Смех принадлежит смерти в той мере, в какой мы понимаем, что смерть – единственная реальность, которая удаляется от нас в самом акте мышления о ней и потому парадоксальным образом заявляет о себе как уверенность в жизни. Тем самым смех принадлежит внутреннему, безмолвному диалогу бытийственного сознания с его контрастным единством жизни и смерти, самоумаления и самоутверждения.

Фигуры смеха у Чжуан-цзы – чистые знаки, относящиеся к миру «другого». Но они еще и метафоры, шифры совершенно неопределенного состояния, знаки искренности бодрствующего сознания, которое сознает невозможность выразить себя в конечных предметах. Они призваны не выражать, а скрывать. Как бы ни были фантастичны и гротескны образы Чжуан-цзы, даосский писатель говорит о себе. И чем менее его «сумасбродные речи» кажутся исповедью, тем больше они сообщают о нем. Образ мудреца у Чжуан-цзы – воплощенная отстраненность знака: он подобен «кому земли», «сухому пню». Но он являет чистое дыхание – апофеоз жизненной интимности.

В конечном счете посредование между «я» схороненным и «я» хоронящим в бытийственном сознании и составляет собственно философское измерение смеха как своего рода смеха второго порядка, темного двойника смеха.

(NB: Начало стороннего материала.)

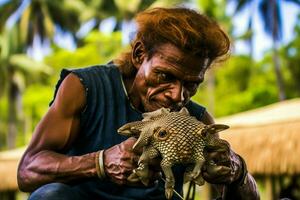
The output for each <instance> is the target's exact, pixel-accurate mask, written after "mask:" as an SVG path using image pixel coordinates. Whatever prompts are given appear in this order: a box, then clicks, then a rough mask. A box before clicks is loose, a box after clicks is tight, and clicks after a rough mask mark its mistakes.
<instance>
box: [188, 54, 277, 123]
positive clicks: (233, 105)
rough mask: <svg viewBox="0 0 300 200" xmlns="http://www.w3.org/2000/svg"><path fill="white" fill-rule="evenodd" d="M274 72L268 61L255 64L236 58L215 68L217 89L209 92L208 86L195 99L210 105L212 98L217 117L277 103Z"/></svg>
mask: <svg viewBox="0 0 300 200" xmlns="http://www.w3.org/2000/svg"><path fill="white" fill-rule="evenodd" d="M272 70H273V68H272V67H271V64H270V63H269V62H268V63H263V62H262V63H254V62H253V61H251V58H250V57H248V56H245V55H241V56H233V57H231V58H230V59H229V60H228V61H227V62H226V63H224V65H223V66H222V67H216V69H214V71H213V73H214V76H215V77H214V78H215V82H214V83H215V86H214V87H215V89H214V90H213V91H211V90H209V89H208V84H207V83H205V84H204V85H203V86H201V87H200V88H199V91H198V92H197V94H196V96H195V97H194V98H193V99H194V100H195V101H198V102H200V103H201V104H204V105H206V106H208V105H210V103H209V101H210V100H211V98H210V96H211V95H213V98H214V102H215V107H214V109H213V112H214V115H215V116H216V117H220V116H225V115H230V114H234V113H237V112H242V111H246V110H249V109H253V108H257V107H260V106H264V105H267V104H270V103H273V102H276V100H277V89H276V82H275V81H276V80H275V75H274V73H273V71H272ZM207 81H209V80H206V82H207ZM211 92H213V94H210V93H211ZM211 112H212V111H211Z"/></svg>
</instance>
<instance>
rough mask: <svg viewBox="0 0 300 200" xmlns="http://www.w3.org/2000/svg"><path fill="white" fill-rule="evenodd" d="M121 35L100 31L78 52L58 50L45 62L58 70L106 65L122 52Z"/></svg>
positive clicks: (95, 33)
mask: <svg viewBox="0 0 300 200" xmlns="http://www.w3.org/2000/svg"><path fill="white" fill-rule="evenodd" d="M121 39H122V38H121V33H120V32H114V33H112V34H110V35H107V34H103V33H101V32H98V31H94V32H91V33H90V34H89V35H88V36H87V37H86V38H85V40H84V45H82V47H79V48H77V49H76V51H73V52H72V51H68V50H64V49H58V50H57V51H56V52H55V53H54V54H52V55H50V56H48V57H47V58H46V59H45V62H46V63H47V64H48V65H50V66H52V67H53V68H54V69H56V70H60V69H61V68H63V67H72V68H74V67H84V66H89V65H96V64H105V63H107V62H108V61H110V60H111V59H112V58H114V57H115V56H116V55H117V54H118V53H119V52H120V51H121V50H122V42H121Z"/></svg>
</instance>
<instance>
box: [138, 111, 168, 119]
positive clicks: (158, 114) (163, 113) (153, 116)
mask: <svg viewBox="0 0 300 200" xmlns="http://www.w3.org/2000/svg"><path fill="white" fill-rule="evenodd" d="M169 112H170V109H169V108H160V109H158V110H156V111H153V112H146V113H143V121H149V120H151V119H153V118H154V117H157V116H160V115H163V114H167V113H169Z"/></svg>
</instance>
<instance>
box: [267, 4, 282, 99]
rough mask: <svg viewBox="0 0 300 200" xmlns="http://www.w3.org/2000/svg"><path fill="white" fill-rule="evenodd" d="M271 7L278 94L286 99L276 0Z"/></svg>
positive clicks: (273, 43)
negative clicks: (278, 44)
mask: <svg viewBox="0 0 300 200" xmlns="http://www.w3.org/2000/svg"><path fill="white" fill-rule="evenodd" d="M270 3H271V6H272V7H271V8H272V15H273V20H272V22H273V25H272V39H273V63H274V69H275V74H276V81H277V87H278V95H279V101H283V100H285V99H286V95H285V89H284V81H283V76H282V72H281V67H280V59H279V55H278V45H277V44H278V43H277V39H278V38H279V37H278V35H279V28H278V21H277V19H278V17H277V15H278V13H277V9H276V0H271V1H270Z"/></svg>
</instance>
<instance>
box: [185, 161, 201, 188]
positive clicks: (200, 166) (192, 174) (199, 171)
mask: <svg viewBox="0 0 300 200" xmlns="http://www.w3.org/2000/svg"><path fill="white" fill-rule="evenodd" d="M203 163H204V160H197V162H196V163H195V166H194V169H193V171H188V172H186V173H185V175H184V181H185V182H188V181H194V182H195V183H196V184H197V185H203V184H204V179H203V178H202V176H201V174H200V172H201V167H202V165H203Z"/></svg>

Это измерение есть, по сути, разрыв между бесконечностью символа и конечностью понятия, зиянием бытия и наличностью вещей. О таком разрыве свидетельствует ирония, взывающая не к ограниченному значению слов, а к простирающемуся за ним отсутствующему, воображаемому единству собеседников – «забытой» основе любой беседы. Ирония Чжуан-цзы, как сдерживаемый самомаскирующийся смех, оказывается спутником безмолвного само-свидетельства просветленного и все-таки «темного» сознания в даосизме, пробы нового как переиначивания неопределенной, но неисчерпаемой темы, «обыгрывания» старого, универсального принципа творчества, проистекающего не из предвзятой идеи, а из желания «посмотреть, что получится», подобно тому как Цзыюй фантазирует о своей будущей судьбе. Впрочем, и эти фантазии остаются только приемом, позволяющим намекнуть о неизъяснимом, но намекнуть в высшей степени искренне. Утверждать, что художник загодя имеет образ своего шедевра, что он только переносит готовое вдохновение на материал – значит противоречить очевидной практике искусства. Художник просто пробует, не зная, что у него получится. Не зная даже, закончен ли его труд. Чжуан-цзы говорит о творчестве как не-свершении, о переживании бесконечного ряда возможностей, которое само по себе может служить источником эстетического наслаждения. Он говорит о том, что является одновременно и условием, и границей всякого творчества. Он иронически предлагает открыть величие человека в его конечности.